Beautiful: Knoxville dedicates America’s newest cathedral

Beautiful: Knoxville dedicates America’s newest cathedral March 4, 2018

It’s been years in the planning, and Saturday, it finally became a reality.

Details: 

More than 1,000 East Tennessee Catholics filled their new Knoxville cathedral Saturday, dedicating the house of worship with reverence, gratefulness and a certain amount of awe.

The Cathedral of the Most Sacred Heart of Jesus is a 28,000-square-foot, $30.8 million building atop a hill overlooking West Knoxville’s Northshore Drive.
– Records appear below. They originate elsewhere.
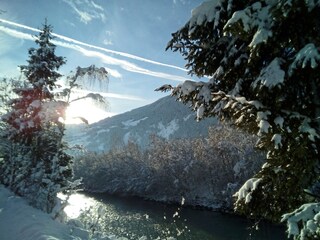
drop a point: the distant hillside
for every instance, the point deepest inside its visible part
(166, 118)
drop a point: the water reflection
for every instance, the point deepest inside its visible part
(133, 218)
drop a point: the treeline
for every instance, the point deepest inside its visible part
(204, 171)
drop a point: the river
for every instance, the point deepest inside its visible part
(134, 218)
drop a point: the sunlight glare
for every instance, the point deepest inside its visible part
(77, 204)
(80, 111)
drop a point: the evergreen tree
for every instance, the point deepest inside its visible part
(263, 61)
(39, 168)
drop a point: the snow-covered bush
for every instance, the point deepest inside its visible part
(205, 172)
(263, 61)
(304, 222)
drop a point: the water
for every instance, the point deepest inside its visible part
(134, 218)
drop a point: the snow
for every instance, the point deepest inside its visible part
(270, 76)
(207, 11)
(279, 121)
(20, 221)
(276, 138)
(306, 128)
(248, 187)
(132, 122)
(308, 214)
(165, 132)
(308, 55)
(92, 78)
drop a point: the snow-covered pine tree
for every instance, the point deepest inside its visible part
(39, 168)
(263, 61)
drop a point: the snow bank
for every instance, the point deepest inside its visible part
(18, 221)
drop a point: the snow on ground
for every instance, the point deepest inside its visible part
(19, 221)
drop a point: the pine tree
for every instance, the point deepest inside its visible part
(263, 61)
(39, 167)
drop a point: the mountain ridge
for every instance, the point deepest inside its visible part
(166, 118)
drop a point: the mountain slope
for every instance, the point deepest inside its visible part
(166, 118)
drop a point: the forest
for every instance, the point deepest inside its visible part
(262, 59)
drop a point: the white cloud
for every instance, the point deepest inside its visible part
(86, 10)
(76, 45)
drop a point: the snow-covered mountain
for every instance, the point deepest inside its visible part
(165, 118)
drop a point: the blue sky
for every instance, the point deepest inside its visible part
(127, 37)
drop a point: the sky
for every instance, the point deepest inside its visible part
(127, 37)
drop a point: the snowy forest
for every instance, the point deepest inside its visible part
(261, 161)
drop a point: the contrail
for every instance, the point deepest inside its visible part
(67, 39)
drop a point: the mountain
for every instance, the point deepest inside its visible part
(165, 118)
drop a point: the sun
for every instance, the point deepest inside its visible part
(85, 111)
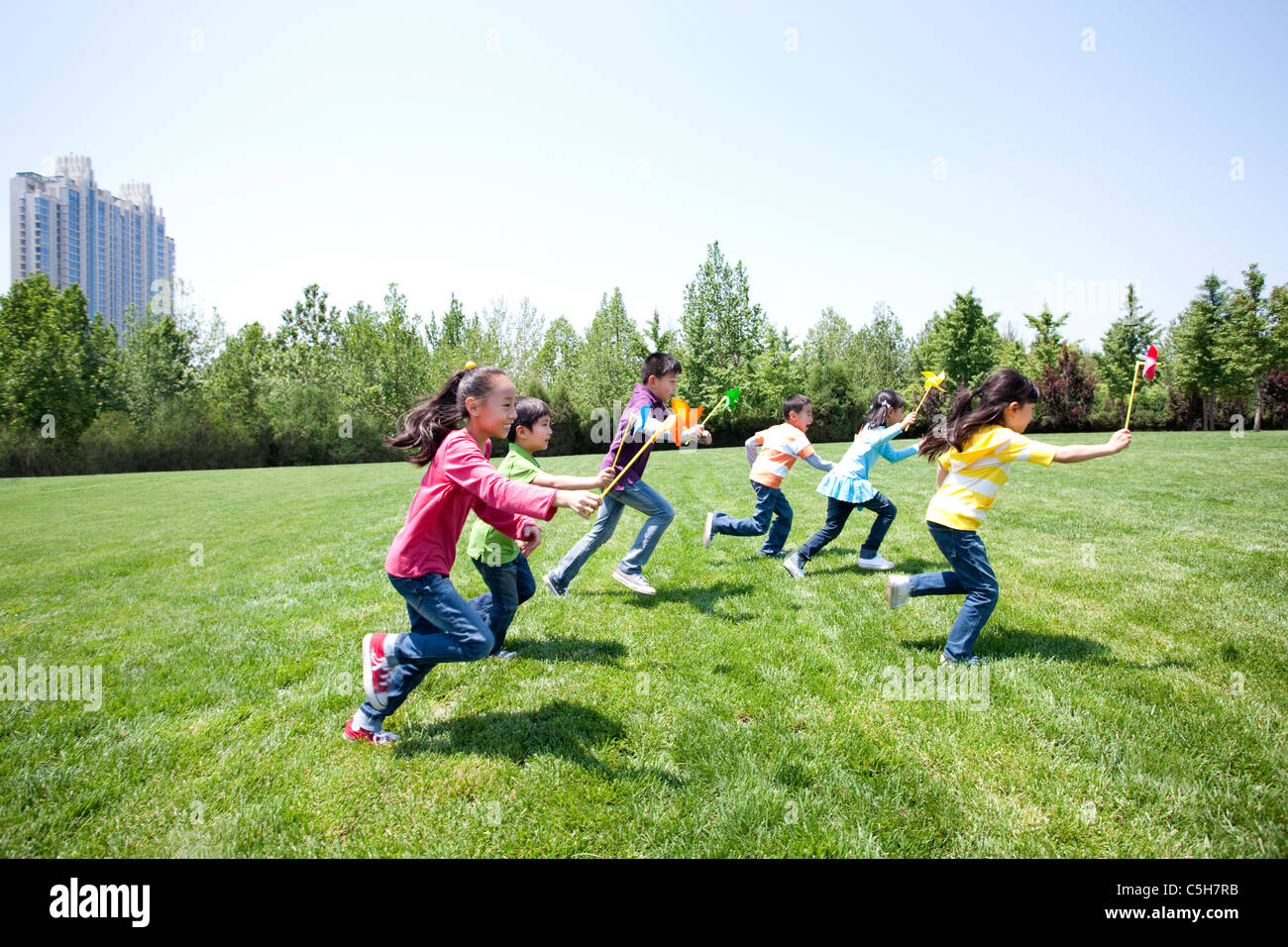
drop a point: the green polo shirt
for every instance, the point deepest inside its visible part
(487, 543)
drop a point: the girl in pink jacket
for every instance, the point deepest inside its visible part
(443, 625)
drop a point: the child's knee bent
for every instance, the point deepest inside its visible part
(478, 644)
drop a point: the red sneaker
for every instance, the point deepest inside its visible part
(375, 671)
(377, 737)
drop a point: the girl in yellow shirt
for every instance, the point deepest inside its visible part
(974, 457)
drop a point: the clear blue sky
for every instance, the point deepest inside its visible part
(503, 150)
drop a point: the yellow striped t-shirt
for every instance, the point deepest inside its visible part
(978, 472)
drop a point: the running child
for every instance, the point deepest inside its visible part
(781, 446)
(846, 487)
(975, 457)
(497, 557)
(660, 376)
(443, 625)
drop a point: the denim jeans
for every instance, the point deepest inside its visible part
(443, 628)
(971, 577)
(509, 585)
(840, 510)
(638, 496)
(771, 504)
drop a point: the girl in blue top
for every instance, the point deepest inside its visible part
(848, 487)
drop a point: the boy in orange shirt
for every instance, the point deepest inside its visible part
(781, 446)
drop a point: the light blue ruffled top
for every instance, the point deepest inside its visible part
(848, 480)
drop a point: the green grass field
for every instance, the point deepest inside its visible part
(1134, 706)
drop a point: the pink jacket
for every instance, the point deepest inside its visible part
(460, 479)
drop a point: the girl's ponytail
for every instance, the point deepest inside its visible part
(999, 390)
(426, 425)
(883, 403)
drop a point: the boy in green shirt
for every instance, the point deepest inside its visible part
(496, 556)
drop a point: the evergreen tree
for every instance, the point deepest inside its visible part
(1047, 341)
(1198, 363)
(610, 356)
(1122, 346)
(962, 342)
(1253, 343)
(54, 360)
(720, 330)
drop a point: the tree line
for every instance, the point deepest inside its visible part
(172, 390)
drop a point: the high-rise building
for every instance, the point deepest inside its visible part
(76, 232)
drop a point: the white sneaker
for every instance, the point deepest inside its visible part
(898, 589)
(636, 582)
(793, 565)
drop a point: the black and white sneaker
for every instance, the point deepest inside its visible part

The building whose signature dome rises 14 stories is the mother church for more than 70,000 Catholics living in East Tennessee.

Requiring nearly three years to construct, the structure replaces the simpler, 7,500-square-foot, 580-seat Sacred Heart Cathedral that opened first as a parish church in 1956.

“This is your house, a place where we will gather hopefully for centuries,” Diocese of Knoxville Bishop Richard F. Stika told those gathered for the three-hour dedication mass of the 711 S. Northshore Drive building.

More than 100 priests, 21 bishops and archbishops and five cardinals participated in the ceremony that included music, prayers and  communion. The service began as the clergy walked down the central aisle to the hymn “To Jesus Christ, Our Sovereign King.”  As they proceeded down the 150-foot aisle, some priests smiled, nodded or waved at members of their parishes.

Read on and view pictures. 

You can see more at the cathedral website. 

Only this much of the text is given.